The idea of deriving observers for switching networks and using those for deriving distributed controllers still leaves many questions that need to be answered. Roughly the following four stages can be distinguished.
First, observability needs to be properly defined and tests for observability have to be developed. In the above mentioned example both servers are able to reconstruct the state at the other server based on only local information. However, in an acyclic network, information only flows downstream. Therefore, only the “final” server in the network is able to reconstruct the global state information. The “first” server in the network can not reconstruct anything from the global state. A good starting point might be to use a behavioral approach for dynamical systems as presented in ([#References|references]).
Second, observers need to be designed for arbitrary observable networks. As a small deviation in the measurements due to noise should also lead to a small observer error, a general methodology needs to be developed to arrive at observers which reconstruct the global state, but are not too sensitive to noise.
Related to this is also the stability analysis of distributed policies, since the servers are not necessarily synchronized, which is the next issue to address. This will be joint research with prof. Armbruster (Arizona State University, Tempe, AZ; part-time with Systems Engineering Group, Mechanical Engineering, TU/e), including applications to self-organizing networks.

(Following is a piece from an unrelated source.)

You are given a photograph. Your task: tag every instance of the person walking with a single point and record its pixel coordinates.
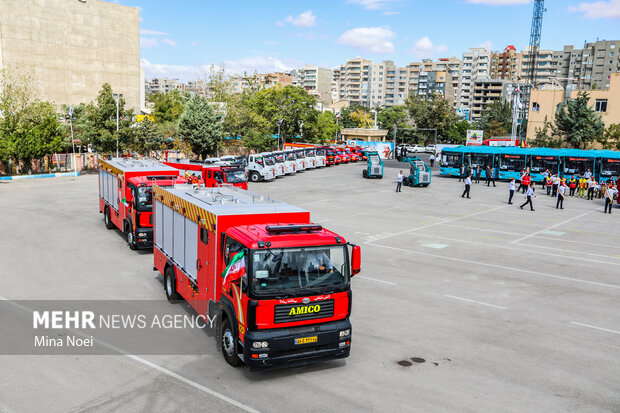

For that purpose, the PhD Student should also stay at Arizona State University, Tempe, AZ, for three months, around the end of his/her second year.
Finally, distributed controllers should be designed for networks, which is not simply a combination of state feedback controllers and observers. Notice that even though for an acyclic network the “first” server can not reconstruct anything, the “second” server is able to reconstruct the state at the “first” server and therefore might be able to adjust itself properly to the “first” server. Eventually, the entire network might still converge towards desired network behavior.